1lm is about 0.0015W (683lm=1W). If you use 9A current total lumens are about 3x2000lm=6000lm. This is same as 9W, not more.
1.8m3/h=0.5dm3/s.Thanks for responding people!
So it seems that I have to get rid of about 105 watt.
assuming a thermal resistance of total 2,0 C/watt (0,64 for the junction to LED-body plus 1,36 for the cooling body) and a maximum T-junction of 100 C, I can use the thermal difference between 30 C (t-ambient) and the cooling finns (at about 77 C) to transfer the heat to the air around the flashlight.
deltaT = 47K
Power = 0,034kW
mass of air = 1,2
calculated airvolume will be about 1,8 m3/h times 3 (3 leds) = 5.4m3/h
This should be possible for a small fan :thumbsup:
Can anybody correct me if I'm wrong?
You are right.
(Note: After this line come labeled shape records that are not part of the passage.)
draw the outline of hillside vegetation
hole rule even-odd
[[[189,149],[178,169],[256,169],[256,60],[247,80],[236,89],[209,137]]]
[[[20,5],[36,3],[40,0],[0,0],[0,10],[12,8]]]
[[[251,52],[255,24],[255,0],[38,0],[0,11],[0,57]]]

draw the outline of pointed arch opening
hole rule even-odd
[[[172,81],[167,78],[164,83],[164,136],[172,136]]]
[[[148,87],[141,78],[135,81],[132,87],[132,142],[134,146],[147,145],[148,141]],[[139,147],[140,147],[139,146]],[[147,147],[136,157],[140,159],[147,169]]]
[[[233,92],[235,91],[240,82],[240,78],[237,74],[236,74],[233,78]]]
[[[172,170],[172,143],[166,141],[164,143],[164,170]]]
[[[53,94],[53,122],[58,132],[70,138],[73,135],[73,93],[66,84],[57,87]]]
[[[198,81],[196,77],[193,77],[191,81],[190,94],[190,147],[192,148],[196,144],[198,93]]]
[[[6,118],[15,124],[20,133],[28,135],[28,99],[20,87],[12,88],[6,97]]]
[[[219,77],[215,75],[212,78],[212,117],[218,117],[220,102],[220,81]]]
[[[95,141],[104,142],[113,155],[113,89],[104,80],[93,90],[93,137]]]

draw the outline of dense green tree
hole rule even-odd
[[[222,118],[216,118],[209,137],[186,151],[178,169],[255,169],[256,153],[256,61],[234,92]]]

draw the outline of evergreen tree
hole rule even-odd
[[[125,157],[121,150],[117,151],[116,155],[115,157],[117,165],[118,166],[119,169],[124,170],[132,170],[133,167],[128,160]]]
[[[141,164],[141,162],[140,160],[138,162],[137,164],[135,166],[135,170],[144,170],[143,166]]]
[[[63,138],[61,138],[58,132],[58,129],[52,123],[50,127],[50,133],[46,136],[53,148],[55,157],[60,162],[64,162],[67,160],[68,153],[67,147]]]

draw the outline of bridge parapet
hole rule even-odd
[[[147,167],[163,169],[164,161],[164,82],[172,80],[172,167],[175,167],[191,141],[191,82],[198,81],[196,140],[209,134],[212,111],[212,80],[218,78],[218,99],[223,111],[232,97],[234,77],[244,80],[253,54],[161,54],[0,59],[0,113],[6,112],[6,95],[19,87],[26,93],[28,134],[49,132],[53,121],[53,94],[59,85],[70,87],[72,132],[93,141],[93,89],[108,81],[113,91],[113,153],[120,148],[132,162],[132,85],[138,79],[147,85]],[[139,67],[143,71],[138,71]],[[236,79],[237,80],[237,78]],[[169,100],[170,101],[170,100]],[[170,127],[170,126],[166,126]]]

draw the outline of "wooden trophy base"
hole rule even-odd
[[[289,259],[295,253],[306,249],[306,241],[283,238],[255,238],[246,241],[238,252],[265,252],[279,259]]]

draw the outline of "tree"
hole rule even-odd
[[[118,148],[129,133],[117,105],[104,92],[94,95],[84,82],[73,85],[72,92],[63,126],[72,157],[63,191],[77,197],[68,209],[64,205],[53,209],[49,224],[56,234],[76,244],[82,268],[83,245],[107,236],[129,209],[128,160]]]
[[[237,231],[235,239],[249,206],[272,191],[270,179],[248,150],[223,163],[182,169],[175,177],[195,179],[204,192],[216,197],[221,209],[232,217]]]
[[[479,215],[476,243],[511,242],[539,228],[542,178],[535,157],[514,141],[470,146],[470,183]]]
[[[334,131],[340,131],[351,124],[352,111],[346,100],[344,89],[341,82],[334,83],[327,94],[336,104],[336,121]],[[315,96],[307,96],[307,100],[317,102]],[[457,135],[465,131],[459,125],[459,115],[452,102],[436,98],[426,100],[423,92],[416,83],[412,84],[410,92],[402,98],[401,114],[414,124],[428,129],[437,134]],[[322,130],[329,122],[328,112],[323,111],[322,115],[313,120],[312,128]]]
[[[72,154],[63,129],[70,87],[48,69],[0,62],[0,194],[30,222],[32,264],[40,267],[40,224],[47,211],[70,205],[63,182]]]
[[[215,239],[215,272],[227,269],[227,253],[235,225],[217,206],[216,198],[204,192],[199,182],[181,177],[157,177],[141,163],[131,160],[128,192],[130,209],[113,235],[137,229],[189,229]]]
Led emit invisible wavelenght too.But you need to know what this means - Luminous Efficacy of RADIATION = how good the eye is at converting OPTICAL watts to units of visibity. 555nm radiant energy produces lots of lumens, 755nm radiation produces zero lumens.
The OP is interested in Heat Output Watts, - the eye is NOT sensitive to HEAT i.e energy at less than 700nm - this Luminous Efficacy info is totally irrelevant.